Q: Implement centralized logging with correlation IDs.

A: Use structured logging with correlation tracking.

public class CorrelationIdMiddleware
{
    private readonly RequestDelegate _next;
    private const string CorrelationIdHeader = "X-Correlation-ID";

    public async Task InvokeAsync(HttpContext context)
    {
        var correlationId = context.Request.Headers[CorrelationIdHeader].FirstOrDefault()
            ?? Guid.NewGuid().ToString();

        context.Items["CorrelationId"] = correlationId;
        context.Response.Headers.Add(CorrelationIdHeader, correlationId);

        using (_logger.BeginScope(new Dictionary<string, object>
        {
            ["CorrelationId"] = correlationId,
            ["RequestPath"] = context.Request.Path
        }))
        {
            await _next(context);
        }
    }
}

// Propagate to downstream services
public class CorrelationIdDelegatingHandler : DelegatingHandler
{
    private readonly IHttpContextAccessor _httpContextAccessor;

    protected override async Task<HttpResponseMessage> SendAsync(
        HttpRequestMessage request,
        CancellationToken cancellationToken)
    {
        var correlationId = _httpContextAccessor.HttpContext?.Items["CorrelationId"] as string;
        if (!string.IsNullOrEmpty(correlationId))
        {
            request.Headers.Add("X-Correlation-ID", correlationId);
        }

        return await base.SendAsync(request, cancellationToken);
    }
}

// Register handler
services.AddHttpClient("DownstreamService")
    .AddHttpMessageHandler<CorrelationIdDelegatingHandler>();

---

Advanced System Design Prompts

Q: Design a multi-region failover strategy for a trading platform.
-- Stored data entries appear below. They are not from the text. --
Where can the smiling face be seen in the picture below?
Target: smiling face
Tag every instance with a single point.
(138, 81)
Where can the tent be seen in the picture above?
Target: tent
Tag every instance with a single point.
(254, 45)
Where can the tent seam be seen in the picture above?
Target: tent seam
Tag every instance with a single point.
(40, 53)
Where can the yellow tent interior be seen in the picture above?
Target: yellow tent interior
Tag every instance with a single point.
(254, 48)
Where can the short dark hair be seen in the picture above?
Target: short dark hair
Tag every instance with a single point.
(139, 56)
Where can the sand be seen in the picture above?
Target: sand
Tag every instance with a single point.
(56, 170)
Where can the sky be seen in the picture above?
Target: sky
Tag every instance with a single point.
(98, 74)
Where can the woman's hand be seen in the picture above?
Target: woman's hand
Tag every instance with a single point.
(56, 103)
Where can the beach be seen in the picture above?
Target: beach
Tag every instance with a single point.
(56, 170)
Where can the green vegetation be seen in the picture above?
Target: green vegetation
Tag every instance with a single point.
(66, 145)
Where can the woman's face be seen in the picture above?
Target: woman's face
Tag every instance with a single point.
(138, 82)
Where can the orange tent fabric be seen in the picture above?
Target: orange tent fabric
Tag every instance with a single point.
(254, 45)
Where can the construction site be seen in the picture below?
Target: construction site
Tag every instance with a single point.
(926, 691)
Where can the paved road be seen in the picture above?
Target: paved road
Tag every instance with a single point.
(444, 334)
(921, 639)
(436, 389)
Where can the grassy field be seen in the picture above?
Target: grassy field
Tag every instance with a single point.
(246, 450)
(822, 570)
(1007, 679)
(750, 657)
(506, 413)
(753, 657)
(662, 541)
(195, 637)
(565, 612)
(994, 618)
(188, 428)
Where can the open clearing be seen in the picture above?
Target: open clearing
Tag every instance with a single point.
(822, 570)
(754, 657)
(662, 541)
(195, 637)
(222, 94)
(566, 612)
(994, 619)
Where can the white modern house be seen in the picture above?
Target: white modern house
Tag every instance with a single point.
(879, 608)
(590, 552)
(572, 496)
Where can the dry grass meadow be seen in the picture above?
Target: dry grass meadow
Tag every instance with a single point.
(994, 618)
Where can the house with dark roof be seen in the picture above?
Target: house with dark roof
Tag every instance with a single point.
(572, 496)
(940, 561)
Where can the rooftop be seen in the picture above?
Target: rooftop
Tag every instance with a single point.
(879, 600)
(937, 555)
A: Use active-active for read-heavy services, active-passive for write-heavy, with DNS failover, replicated data stores, and idempotent writes.

Reads (market data, reporting) can be served locally for low latency, while writes go to a single primary region to avoid conflicts. Failover is handled via health checks and traffic rerouting, with idempotency preventing duplicate orders during retries.

---

Q: How would you shard a multi-tenant database for scale?

A: Choose a shard key (tenant id), use consistent hashing, route via a shard map, and ensure cross-shard queries are minimized or handled via read models.

A shard map allows moving or isolating large tenants without code changes. Global queries are usually served from aggregated read models instead of live cross-shard joins.

---

Q: Describe a cache invalidation strategy for price snapshots.

A: Use short TTLs, write-through cache for authoritative updates, and a pub/sub channel to invalidate per-symbol keys on updates.

Short TTLs (Time-To-Live) limit staleness, while pub/sub (Publish–Subscribe) ensures fast propagation of price changes. Versioning or timestamps help prevent out-of-order updates from overwriting newer prices.

---

Q: When would you use event sourcing versus state storage?

A: Event sourcing is useful for auditability and replay; state storage is simpler for CRUD-heavy systems. Consider storage costs, query complexity, and regulatory requirements.

Event sourcing fits domains like orders and trades where history and traceability matter. State storage is preferred when simplicity, performance, and direct querying are more important.

---

Q: How do you handle backpressure in a streaming system?

A: Apply bounded queues, adaptive batching, and consumer-side flow control. Drop or coalesce low-priority updates when queues exceed thresholds.

Market data streams often coalesce updates per symbol to keep only the latest value. Critical messages are prioritized so correctness is preserved under load.

---

Total Exercises: 30+

Master these patterns to design scalable, resilient distributed systems!